The Fed does not have to sell “even a dime” of its Treasury securities to get back to “normal” monetary operations, former Fed chairman Ben Bernanke said last May: “The balance sheet could be kept where it is for a very long time if necessary.”

But if the Fed lets bank reserves sit around too long, banks can use their enormous stockpile to start lending when consumers and corporations fully heal. To stop hyperinflation, the Fed could make several moves.

To stop banks from flooding the economy with reserves, the Fed could increase the interest it pays banks to park those reserves at the central bank. Or it could raise rates, risking recession.

Or to stop inflation, the Fed could sell its Treasury holdings back to banks and brokerages to remove reserves. But all those bonds competing against each other could cause yields, and then loan costs, to rise—a bond traffic jam worsened by the European Central Bank selling about a trillion dollars’ worth of securities since 2012.

Or, the Fed could become a significant player in the reverse repo market, with interest rates that are too good to turn down, backed by sterling collateral money. The Fed could start selling off securities from its big balance sheet, agreeing to rapidly buy back those securities with interest. That way, it can move rates higher.

Still, the concern is a bond market crackup. Foreign buyers of U.S. Treasuries, notably China, sit at the top of SocGen's "black swan chart”— worrisome, since China has been scaling back purchases of long-term U.S. securities, likely due to a slowdown in its own economy.

Market watchers over at Sober Look warn: "Foreign buying of notes and bonds has declined and is not expected to replace the Fed's taper.” They add that China is likely to make short-term T- bills, versus longer-term U.S. notes and bonds, “a larger portion of its purchases,” pressuring ten-year yields higher.

Furthermore, if China’s growth were to stall and joblessness rise, China could blow out its capital accounts on an infrastructure binge, which means it would need to raise capital.

Meaning, it could sell longer-term U.S. Treasuries, which could pressure U.S. yields higher—exactly what unfolded in 2012, notes Diana Choyleva, head of macroeconomic research at Lombard Street Research.

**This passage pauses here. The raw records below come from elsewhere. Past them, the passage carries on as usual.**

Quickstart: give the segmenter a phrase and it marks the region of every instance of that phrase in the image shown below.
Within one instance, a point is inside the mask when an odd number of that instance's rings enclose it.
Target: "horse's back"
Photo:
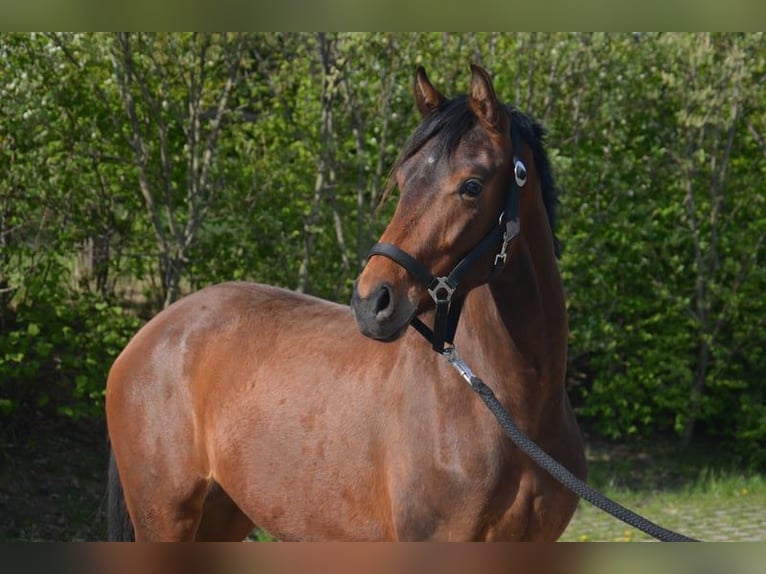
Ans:
[[[379,478],[369,459],[349,457],[374,456],[376,440],[374,387],[358,394],[358,409],[347,408],[358,382],[348,374],[363,363],[352,342],[379,347],[358,333],[348,307],[254,283],[208,287],[163,310],[107,383],[115,456],[118,465],[131,461],[120,468],[126,494],[142,499],[137,507],[163,496],[194,506],[215,483],[253,522],[285,537],[308,538],[318,523],[353,524],[345,515],[375,504],[361,485]],[[308,506],[282,516],[291,482]],[[381,538],[382,522],[368,517],[336,535]]]

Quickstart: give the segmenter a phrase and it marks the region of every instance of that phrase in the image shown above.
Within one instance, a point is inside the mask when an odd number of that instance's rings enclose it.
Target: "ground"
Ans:
[[[105,539],[103,422],[40,419],[0,436],[0,542]],[[662,441],[588,445],[591,485],[650,520],[708,541],[766,541],[766,478],[714,446],[679,456]],[[648,539],[586,502],[562,538]]]

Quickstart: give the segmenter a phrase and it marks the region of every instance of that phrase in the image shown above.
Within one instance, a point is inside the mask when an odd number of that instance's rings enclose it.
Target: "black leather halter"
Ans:
[[[436,304],[434,327],[430,329],[418,317],[412,319],[412,326],[423,335],[437,353],[444,353],[445,344],[452,346],[455,331],[463,309],[465,294],[455,295],[468,270],[488,250],[500,245],[492,268],[492,274],[502,269],[507,257],[508,244],[519,234],[519,196],[527,182],[527,168],[519,158],[521,155],[521,140],[518,129],[511,126],[511,142],[513,145],[513,177],[508,190],[505,209],[487,235],[450,271],[448,275],[436,277],[422,263],[406,251],[391,243],[376,243],[367,254],[367,259],[374,255],[388,257],[409,271],[416,279],[426,285],[428,293]],[[518,155],[517,155],[518,154]]]

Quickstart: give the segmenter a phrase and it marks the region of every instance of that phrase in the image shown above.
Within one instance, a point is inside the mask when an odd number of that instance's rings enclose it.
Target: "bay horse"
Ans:
[[[454,344],[517,425],[584,477],[542,127],[498,101],[478,66],[453,99],[418,68],[414,94],[422,121],[392,170],[400,195],[381,245],[439,275],[492,244],[455,289]],[[487,240],[511,189],[517,233]],[[242,540],[256,525],[280,540],[561,535],[576,497],[408,328],[434,325],[436,299],[377,255],[351,308],[223,283],[134,336],[106,386],[111,539]]]

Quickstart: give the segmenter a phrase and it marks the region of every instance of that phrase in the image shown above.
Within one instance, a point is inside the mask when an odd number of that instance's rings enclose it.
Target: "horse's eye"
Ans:
[[[478,197],[481,193],[482,184],[478,179],[467,179],[460,188],[460,193],[468,197]]]

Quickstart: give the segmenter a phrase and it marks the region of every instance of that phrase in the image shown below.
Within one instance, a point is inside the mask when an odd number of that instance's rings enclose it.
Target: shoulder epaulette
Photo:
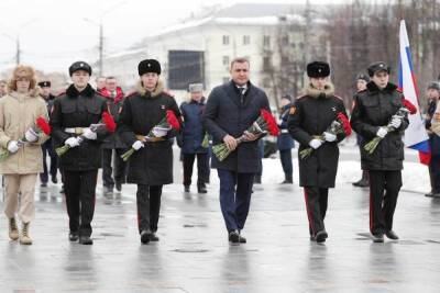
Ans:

The ten-year yield is still at record lows, hovering around 2.4%, just 0.15 percentage points away from where it was, 2.55%, when Standard & Poor's downgraded the U.S. credit rating from Triple A for the very first time in August 2011.

The fact that long rates are still at historic lows means that bond traders increasingly conclude the U.S. is in a permanent state of low interest rates, as it remains a safe haven for geopolitical crises.

Despite all that, Michala Marcussen, global head of economics at Societe Generale, expects the markets to re-price Federal Reserve action, pushing the U.S. 10-year Treasury yield up to 3.25% by year-end.

Confidence Game

This is a confidence game, a game of expectations. The U.S. dollar retains its value because of the confidence that it can be exchanged for a certain quantity of goods or services in the future.

Undercut this confidence, cash holders then doubt the future purchasing power of the greenback and switch into hard assets. A self-reinforcing vicious cycle ensues.

The dollar has dropped 80% since 1971, 26% since 2000, as Steve Forbes notes in his new book, Money. The Fed’s powerfully large balance sheet, about twice the size of France, doesn’t inspire confidence in the U.S. dollar, either—or U.S. policy.